Using only an overhead spot, or at times three spots, pointed directly at the stage floor, threw most of the stage into darkness, and allowed only the upper curves of each muscle and feature of the dancers to be highlighted. The effect was one of extreme contrast, as if the movement were emerging out of the void of nothingness. I won’t argue that there isn’t a metaphoric power to darkness, or that the world of deep contrast that Maliphant and Hulls inhabit in their creative vision lacks a brooding drama. The pieces on the program had all of that.
In the conversation between the dancers and the audience that was held after the programme, Maliphant emphasised that it was only under such highlighting darkness that he could best see the dancer’s body and movements.

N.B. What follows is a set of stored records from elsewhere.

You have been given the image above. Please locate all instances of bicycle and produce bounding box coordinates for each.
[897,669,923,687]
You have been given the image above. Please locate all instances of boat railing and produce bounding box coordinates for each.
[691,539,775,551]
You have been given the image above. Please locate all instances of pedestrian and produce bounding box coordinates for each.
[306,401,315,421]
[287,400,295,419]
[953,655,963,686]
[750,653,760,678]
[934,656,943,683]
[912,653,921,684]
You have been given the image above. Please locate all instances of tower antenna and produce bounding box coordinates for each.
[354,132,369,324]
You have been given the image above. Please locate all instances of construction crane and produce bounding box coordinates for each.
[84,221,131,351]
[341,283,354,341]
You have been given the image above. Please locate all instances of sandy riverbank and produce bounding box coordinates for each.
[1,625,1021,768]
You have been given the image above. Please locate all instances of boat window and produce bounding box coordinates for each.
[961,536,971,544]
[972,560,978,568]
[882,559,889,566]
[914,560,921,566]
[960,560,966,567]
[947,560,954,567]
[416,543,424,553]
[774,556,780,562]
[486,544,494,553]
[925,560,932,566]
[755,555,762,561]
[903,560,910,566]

I do believe that darkness is an accurate metaphor for creativity: that our ideas and impulses arise from regions far beyond the light of understanding, and perhaps even more, that it is the dark side of our internal world that evokes security and a healing stasis – a hibernation, if you will. It is also the side of ourselves that creates movement, that impels us to act, simply because it keeps us from understanding our drives and motivations. If what we desire in life is hidden from us, we are less likely to censor ourselves and more likely to seek out that which gives us satisfaction.
On the other hand, I can’t help wishing that Maliphant had provided at least one dance with the stage fully lit, in blazing transformative colours – if only to deepen the power of the dark. The insistently dark lighting effect falls, finally, under the too-much-of-a-good-thing category.

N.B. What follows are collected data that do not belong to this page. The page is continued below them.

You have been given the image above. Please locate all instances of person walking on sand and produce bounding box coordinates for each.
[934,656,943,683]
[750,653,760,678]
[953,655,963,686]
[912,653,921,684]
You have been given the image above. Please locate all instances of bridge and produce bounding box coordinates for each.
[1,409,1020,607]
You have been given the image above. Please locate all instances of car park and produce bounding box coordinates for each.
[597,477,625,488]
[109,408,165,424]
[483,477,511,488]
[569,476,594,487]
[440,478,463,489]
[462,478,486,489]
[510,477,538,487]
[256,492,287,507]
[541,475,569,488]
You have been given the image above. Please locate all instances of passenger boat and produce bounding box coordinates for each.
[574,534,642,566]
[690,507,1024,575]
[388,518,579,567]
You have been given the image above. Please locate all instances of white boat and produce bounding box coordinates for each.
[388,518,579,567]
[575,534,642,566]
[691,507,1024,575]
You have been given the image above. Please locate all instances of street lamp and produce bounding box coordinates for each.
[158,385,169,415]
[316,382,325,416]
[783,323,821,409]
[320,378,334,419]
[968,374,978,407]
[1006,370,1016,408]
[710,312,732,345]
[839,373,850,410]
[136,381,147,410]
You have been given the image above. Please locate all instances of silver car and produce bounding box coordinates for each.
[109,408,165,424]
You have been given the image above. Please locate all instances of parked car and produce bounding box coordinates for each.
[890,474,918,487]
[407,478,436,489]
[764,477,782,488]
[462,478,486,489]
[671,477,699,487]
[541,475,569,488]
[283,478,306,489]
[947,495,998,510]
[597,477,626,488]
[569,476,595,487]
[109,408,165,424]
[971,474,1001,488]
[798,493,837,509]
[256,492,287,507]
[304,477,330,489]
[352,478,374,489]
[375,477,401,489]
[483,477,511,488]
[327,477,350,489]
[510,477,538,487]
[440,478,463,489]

And as for the dancing... Russell Maliphant works with splendid dancers and is a splendid dancer himself.
The opening dance, Traces, which was also the most brightly lit piece even though bright doesn’t really apply, began with Thomasin Gülgeç dancing with an approximately three-foot-long stick. With it he traced out a geometry of space within the less well-defined space of the stage. Circularity of motion was the dance’s motif, with the dancer’s body as the circle’s center, the stick a form of compass. Gülgeç was joined by Maliphant and Dickson Mbi, each with similar sticks, who repeated the circular motif. At one point Gülgeç discards his stick, and becomes the centre of the other two men’s intersecting movements.